IT IS tempting to think of punishment for blasphemy as a mediaeval anachronism. In fact, it is very much a contemporary reality. The Pakistani Supreme Court recently upheld a judgment that the only fit punishment for blasphemy is death. In Afghanistan, the journalist Sayed Perwiz Kambakhsh received such a sentence last year for distributing an article critical of the status of women within Islamic societies. In Sudan British teacher Gillian Gibbons was convicted of insulting Islam by allowing a child to give the name Mohammed to a teddy bear. As an instrument of repression, the charge of blasphemy is very much in vogue.
All of which pushes the decision of Minister for Justice Dermot Ahern to propose legislation on the crime of “blasphemous libel” beyond the realms of mere misjudgment and into those of dangerous folly. An amendment to the Defamation Bill would outlaw the deliberate publishing or uttering of anything that is deemed by members of any religion to be “grossly abusive or insulting” to anything that they hold to be sacred. Such speech or writing would be punishable by a fine of up to €100,000.

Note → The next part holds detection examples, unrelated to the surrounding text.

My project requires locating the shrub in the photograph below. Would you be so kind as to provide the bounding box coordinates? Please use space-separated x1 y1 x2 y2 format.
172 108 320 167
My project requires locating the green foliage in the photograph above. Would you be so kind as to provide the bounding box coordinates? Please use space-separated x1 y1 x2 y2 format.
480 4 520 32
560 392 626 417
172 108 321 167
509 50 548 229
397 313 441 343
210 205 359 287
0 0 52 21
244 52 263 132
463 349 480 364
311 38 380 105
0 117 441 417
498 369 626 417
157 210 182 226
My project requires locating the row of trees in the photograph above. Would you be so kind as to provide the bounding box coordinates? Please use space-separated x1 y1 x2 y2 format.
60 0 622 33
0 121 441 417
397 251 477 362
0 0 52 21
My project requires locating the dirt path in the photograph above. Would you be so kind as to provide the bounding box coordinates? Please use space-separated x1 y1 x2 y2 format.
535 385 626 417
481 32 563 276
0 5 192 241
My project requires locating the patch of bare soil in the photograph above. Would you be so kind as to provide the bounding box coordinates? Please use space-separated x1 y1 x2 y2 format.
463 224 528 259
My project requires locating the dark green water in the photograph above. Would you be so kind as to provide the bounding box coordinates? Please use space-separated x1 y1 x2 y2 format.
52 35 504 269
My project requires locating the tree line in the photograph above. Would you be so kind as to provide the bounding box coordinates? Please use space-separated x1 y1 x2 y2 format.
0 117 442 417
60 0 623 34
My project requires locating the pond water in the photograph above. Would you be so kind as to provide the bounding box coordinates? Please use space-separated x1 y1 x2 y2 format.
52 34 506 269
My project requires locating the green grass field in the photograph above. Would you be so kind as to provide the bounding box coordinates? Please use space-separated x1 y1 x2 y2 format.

We should be clear that blasphemy laws have nothing to do with the protection of religious freedom. The founders of most of the world’s major religions were regarded in their own times as blasphemers against the then-established spiritual truth. Jesus Christ himself was, according to the Christian Gospels, tried for blasphemy by the Jewish judiciary, the Sanhedrin. One of the first Christian martyrs, Saint Stephen, was stoned to death for blasphemy. Given the diversity of religious faith, it is almost axiomatic that one person’s sacred truth can be another’s gross insult to God. For the State to legislate against such subjectively perceived insults is to take sides in spiritual and intellectual disputes that are none of its business.
What the State should do – protect people from discrimination or incitement to hatred on religious grounds – is already done through our laws. Anything else is an absurdity, a crank’s charter that makes an ass of the law and a censor of the State. This is why, in 1991, the Law Reform Commission said that a law of blasphemous libel has no place “in a society which respects freedom of speech”. It is why, just last year, the Oireachtas Committee on the Constitution recommended that the current (extremely vague) prohibition of blasphemy be deleted from the Constitution.
Instead of following this eminently sensible advice, the Minister has chosen to regard himself as being under an obligation to legislate for that ill-framed constitutional ban. This position might be more convincing if the Minister felt himself similarly obligated in relation, for example, to the X case constitutional judgment on abortion – an area in which the State has steadfastly refused to legislate. It is, however, the height of folly to propose that there is a constitutional imperative to bring in bad laws for which there has been no substantial public demand. If Mr Ahern really feels the need to make Irish law on blasphemy coherent, he should move for a constitutional amendment to get rid of it altogether.